He called his sister, who flew out to join him at trials the next day.
Both made the developmental program, and eventually both made the national team.
* * *
Tim Schaaf and Pikus-Pace figured Bree Schaaf could have reached the Olympics as skeleton slider. She had two top-10 finishes on the World Cup in 2007 and was 11th at the World Championships.
“She was very good,” Pikus-Pace said. “She is a great athlete.”
But Schaaf was sliding with a disadvantage. She has a big head.
While the other sliders wore small helmets, she wore a medium. The G-forces on her head made it impossible to hold her head up high enough to see where she was going. Tim Schaaf says an average-size head feels like it weighs 91 pounds in the final turns of a skeleton run. Bree Schaaf’s weighed even more. When she watched her races on TV, she could hear her helmet drag across the ice
“So after years of literally banging my head against the ice I decided I’d hit a plateau,” Bree Schaaf said.
She wanted to try bobsled, but her coaches weren’t excited about the idea because they didn’t think she had the power or speed.
“It’s amazing to me that even with all her natural ability she’s still been met with resistance every step of the way,” Tim Schaaf said.
But once they timed Bree Schaaf and re-evaluated her athleticism, it became clear she’d be perfect for bobsled if she could get a little bigger.
Schaaf put on 20 pounds of what she calls “functional weight” and by 2007 was making a mark on the team.
She finished fourth in the team trials but had two podium finishes on the America’s Cup circuit in 2008 and four more in ’09. In ’09 she locked up the job as pilot of USA 3 on the World Cup circuit.
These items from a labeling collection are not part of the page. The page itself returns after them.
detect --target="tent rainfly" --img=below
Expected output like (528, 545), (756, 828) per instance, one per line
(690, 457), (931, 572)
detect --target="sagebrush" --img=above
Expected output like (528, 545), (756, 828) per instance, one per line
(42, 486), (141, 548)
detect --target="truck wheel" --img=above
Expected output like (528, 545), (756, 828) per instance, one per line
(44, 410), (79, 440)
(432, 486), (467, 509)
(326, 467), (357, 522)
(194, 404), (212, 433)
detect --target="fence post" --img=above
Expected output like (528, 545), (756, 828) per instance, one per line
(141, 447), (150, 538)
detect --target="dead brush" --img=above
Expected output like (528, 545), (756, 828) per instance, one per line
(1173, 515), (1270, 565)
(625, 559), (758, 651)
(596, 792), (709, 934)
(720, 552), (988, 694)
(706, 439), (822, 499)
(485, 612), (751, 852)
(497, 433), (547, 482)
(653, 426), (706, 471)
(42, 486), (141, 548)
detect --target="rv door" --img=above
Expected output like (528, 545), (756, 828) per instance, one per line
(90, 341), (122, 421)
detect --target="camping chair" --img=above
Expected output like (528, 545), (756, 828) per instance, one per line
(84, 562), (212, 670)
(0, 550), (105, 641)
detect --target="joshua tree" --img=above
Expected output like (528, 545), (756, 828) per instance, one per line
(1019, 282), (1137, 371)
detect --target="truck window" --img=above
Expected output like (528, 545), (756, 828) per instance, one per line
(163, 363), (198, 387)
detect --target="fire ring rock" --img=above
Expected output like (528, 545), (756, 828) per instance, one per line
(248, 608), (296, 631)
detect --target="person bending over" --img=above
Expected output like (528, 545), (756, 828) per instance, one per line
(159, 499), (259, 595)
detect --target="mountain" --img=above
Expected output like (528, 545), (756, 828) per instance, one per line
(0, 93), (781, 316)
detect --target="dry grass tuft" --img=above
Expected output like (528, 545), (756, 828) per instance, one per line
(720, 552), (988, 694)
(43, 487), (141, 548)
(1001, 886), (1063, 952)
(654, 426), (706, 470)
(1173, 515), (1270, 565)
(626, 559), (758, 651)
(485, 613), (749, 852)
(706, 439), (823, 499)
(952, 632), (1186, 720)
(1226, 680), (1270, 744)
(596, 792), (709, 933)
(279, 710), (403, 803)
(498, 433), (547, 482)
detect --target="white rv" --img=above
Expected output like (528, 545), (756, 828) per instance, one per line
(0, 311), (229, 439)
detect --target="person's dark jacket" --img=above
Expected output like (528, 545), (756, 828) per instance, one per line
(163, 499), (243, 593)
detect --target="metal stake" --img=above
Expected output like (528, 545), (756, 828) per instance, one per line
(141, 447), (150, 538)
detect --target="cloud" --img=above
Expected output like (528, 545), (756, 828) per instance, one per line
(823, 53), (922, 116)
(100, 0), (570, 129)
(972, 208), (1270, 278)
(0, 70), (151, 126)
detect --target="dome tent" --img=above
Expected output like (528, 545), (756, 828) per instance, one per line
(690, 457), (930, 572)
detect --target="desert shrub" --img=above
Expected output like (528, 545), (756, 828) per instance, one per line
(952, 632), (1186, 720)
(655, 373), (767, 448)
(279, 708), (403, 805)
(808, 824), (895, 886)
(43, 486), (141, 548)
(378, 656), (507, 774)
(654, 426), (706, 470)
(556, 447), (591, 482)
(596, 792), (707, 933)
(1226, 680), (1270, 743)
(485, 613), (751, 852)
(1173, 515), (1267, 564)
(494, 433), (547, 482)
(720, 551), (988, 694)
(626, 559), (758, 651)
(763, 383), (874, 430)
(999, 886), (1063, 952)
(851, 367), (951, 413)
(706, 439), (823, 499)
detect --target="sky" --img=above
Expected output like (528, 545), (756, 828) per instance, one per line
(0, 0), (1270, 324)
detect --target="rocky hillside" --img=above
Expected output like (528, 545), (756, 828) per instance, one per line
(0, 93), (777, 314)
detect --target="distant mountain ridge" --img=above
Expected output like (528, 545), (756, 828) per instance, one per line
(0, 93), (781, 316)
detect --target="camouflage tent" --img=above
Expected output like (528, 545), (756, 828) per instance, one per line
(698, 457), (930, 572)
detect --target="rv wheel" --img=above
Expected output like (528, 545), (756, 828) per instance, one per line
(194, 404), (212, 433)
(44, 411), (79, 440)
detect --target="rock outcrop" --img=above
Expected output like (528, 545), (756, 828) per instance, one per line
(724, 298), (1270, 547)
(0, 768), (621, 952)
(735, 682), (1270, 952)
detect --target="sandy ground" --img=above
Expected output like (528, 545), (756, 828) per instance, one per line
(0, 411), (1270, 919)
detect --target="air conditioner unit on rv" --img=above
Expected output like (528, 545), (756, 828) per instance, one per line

Now, all she had to do was finish the 2010 season ahead of Canada 3 and she’d go to the Olympics.
* * *
As is the case with any good story, the odds of making it to the games were stacked against Bree Schaaf.
As a rookie she didn’t know the tracks as well as Canada 3 pilot Amanda Stepenko, who was in her fifth World Cup season.
“In bobsled, more than any other sport, knowing the course is a huge advantage,” Schaaf said.
As USA 3, Schaaf got last pick of equipment. She said it was not uncommon for her to put pairs of $6,000 sled runners on her credit card to make sure he was happy with her gear.
Learning the new tracks took a pounding on Schaaf. She didn’t tell her family on days when she crashed her sled, but they knew anyway.
Schaaf regularly calls and text-messages her brother; 27-year-old sister Kara; and her parents, Terri and Ken.
“So when all of sudden I’d stop hearing from her I knew something was up,” Tim Schaaf said.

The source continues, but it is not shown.